AI Agents · LangChain · Agent Harness · Harness Engineering · LLMs · Foundational Models · Observability · Evals (Evaluation) · LangSmith · LangGraph · Google Cloud · Reasoning Engine · Gemini · SDLC for AI · Meta-Harness

Takeaways

  • The ‘agent harness’—the scaffolding of prompts, tools, and memory around an LLM—is a critical layer for building effective AI agents, and engineering it can yield more performance gains than changing model weights.
  • Moving AI agents from prototype to production requires solving for reliability, state management, and scalability, which is where managed infrastructure like Google’s Reasoning Engine adds significant value to open-source frameworks like LangChain.
  • The development lifecycle for agents is an iterative loop: build the agent, observe its behavior with traces (e.g., in LangSmith), evaluate its performance, and then use those insights to improve the agent’s code or harness.
  • User feedback, both explicit (thumbs up/down) and implicit (corrective language), is a key signal for evaluating agent performance and can be automated with ‘online evals’.
  • The evolution of foundational models (e.g., longer context windows, multimodality) directly impacts harness design, often simplifying it but reinforcing the need for robust observability and evaluation.

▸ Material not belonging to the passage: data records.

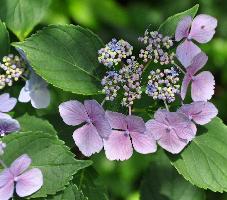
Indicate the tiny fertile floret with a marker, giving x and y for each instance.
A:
(113, 53)
(12, 67)
(157, 48)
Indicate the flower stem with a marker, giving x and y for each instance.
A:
(145, 67)
(129, 110)
(179, 68)
(166, 105)
(103, 102)
(3, 164)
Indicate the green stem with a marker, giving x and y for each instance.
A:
(129, 110)
(166, 105)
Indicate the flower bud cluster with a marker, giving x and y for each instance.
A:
(163, 85)
(13, 68)
(2, 147)
(131, 74)
(114, 52)
(157, 48)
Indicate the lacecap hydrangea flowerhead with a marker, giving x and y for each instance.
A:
(163, 73)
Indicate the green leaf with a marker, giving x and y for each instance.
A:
(49, 154)
(4, 40)
(204, 161)
(65, 56)
(71, 192)
(21, 16)
(169, 26)
(92, 187)
(162, 182)
(32, 123)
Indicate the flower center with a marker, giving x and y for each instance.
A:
(126, 133)
(89, 121)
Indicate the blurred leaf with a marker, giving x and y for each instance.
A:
(88, 182)
(162, 182)
(204, 161)
(4, 40)
(32, 123)
(92, 13)
(169, 26)
(49, 154)
(21, 16)
(66, 57)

  • The future of agent development points towards a ‘meta-harness’ or an ‘AI AI Engineer’—a self-improving system where an agent analyzes its own performance and automatically suggests or applies code changes to its own logic.
  • While models are becoming more capable, the core challenges of observability and evaluation are constant and essential for building reliable, production-grade agentic systems.